Texto y fotos: Estela Zatania
Sonada clausura de los Jueves Flamencos de Cádiz
Cante: Miguel Poveda, Kiko Peña. Guitar: Chuscales, Antonio García, hijo. Palmas: Carlos Grilo, Luis Cantarote. Dance: Pastora Galván y su grupo
People were lined up hours before, and many gathered round the box office at show-time, hoping to pick up a ticket, or at least hear the goings-on. Views of the sea and the aroma of manzanilla wine. I must be at the Baluarte de la Candelaria, and that new singer from Catalonia must be announced, the one who paid no heed to hardliners, and has become the most admired flamenco singer today. Miguel Poveda (Badalona, 1973), managed to fill the spacious venue that normally seats between 800 and 1000 people, but on this occasion accommodated a varied audience of over 1,400.
The first part of the program was Pastora Galván, currently one of the best dancers in the classic line. Israel’s sister is more conventional that him, more accessible, but without conceding one whit of her integrity. Bata de cola, a large upright flower in her hair, and all the power flamenco can unleash when interpreted by people who know the forms. She danced alegrías with the excellent back-up of singers José Valencia from Lebrija, and David Lagos from Jerez, as well as the guitar of Juan Campallo. Valencia held our interest with his malagueña de Chacón, which Lagos brilliantly ended with abandolao cante. Pastora returned dressed in white, and danced tangos with all the fragrance of the old neighborhood patios of Triana, with cante to match. All too soon the group was bowing, and revving up the bulerías fiesta finale. Unfortunately spectators thought it was too little bang for the bucks, and there was a great deal of booing. Few knew it had actually been the organization that imposed a maximum length of only twenty minutes.
After intermission, the atmosphere was dense with expectation when Miguel Poveda came on to a warm ovation. The singer ascended to the top of the heap around the end of 2006 after a highly successful performance at Seville’s Bienal de Flamenco when he presented his recording Tierra de Calma. Shortly afterwards, he would receive Spain’s National Award for Music, and a variety of other honors, and from that point on, the charismatic versatile performer has been unstoppable, even in the face of global recession. He’s become a social phenomenon, and goes from place to place, filling the largest venues and winning over audiences. Even the most reluctant flamenco “purists” have recognized the young singer’s talent and validity, because apart from his popular repertoire, Miguel has done his homework, he’s hung out with the best sources and his capacity for assimilation and innate musical sense are nothing less than extraordinary.
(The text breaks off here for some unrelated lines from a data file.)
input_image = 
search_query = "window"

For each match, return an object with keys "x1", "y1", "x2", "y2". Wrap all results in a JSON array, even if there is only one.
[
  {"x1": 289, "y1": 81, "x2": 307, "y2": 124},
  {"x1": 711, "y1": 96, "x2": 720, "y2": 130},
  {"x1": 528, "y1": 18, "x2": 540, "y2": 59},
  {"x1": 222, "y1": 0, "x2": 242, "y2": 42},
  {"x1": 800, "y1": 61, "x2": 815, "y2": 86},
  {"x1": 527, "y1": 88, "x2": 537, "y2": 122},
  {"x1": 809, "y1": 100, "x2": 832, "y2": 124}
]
With the wonderful accompaniment of Chicuelo, Poveda’s regular guitarist and long-time companion, the first cante, alegrías and cantiñas with bulerías de Cádiz, is an instant hit with this Cádiz crowd. When he begins malagueñas, the silence of one thousand-five hundred people, and the attention of three-thousand ears give testimony to the communicative power of this Catalonian touched by the gods. “Anyone who doesn’t like Cádiz, they better go see a doctor” says Miguel, repeating declarations made to the press earlier in the day. An exquisite sense of grace and humanity are part of his success. Antonio Mairena’s soleá apolá, a stylized petenera, siguiriyas that trigger an emotional ovation, and the singer pauses to recall his memories of being with Chano Lobato in Japan, “one of the best learning experiences I ever had”, dedicating tanguillos de Cádiz to the singer who recently passed away.
He then presents his new protégé, young singer Kiko Peña from Écija. At thirteen, the boy has knowledge and repertoire worthy of an adult, but he’s got a long ways to go, and it was a mistake to offer a half-hour recital which the audience just barely put up with out of respect.
Miguel returned to finish off the evening and the season with an assortment of bulerías…”Sevilla y Jerez”, “Alfileres de Colores”, short-style verses, a capella or a medley of songs heard on his mother’s radio years ago…makes no difference, everything is steeped in the best compás, and thus ends the summer series of shows at the Baluarte in Cádiz.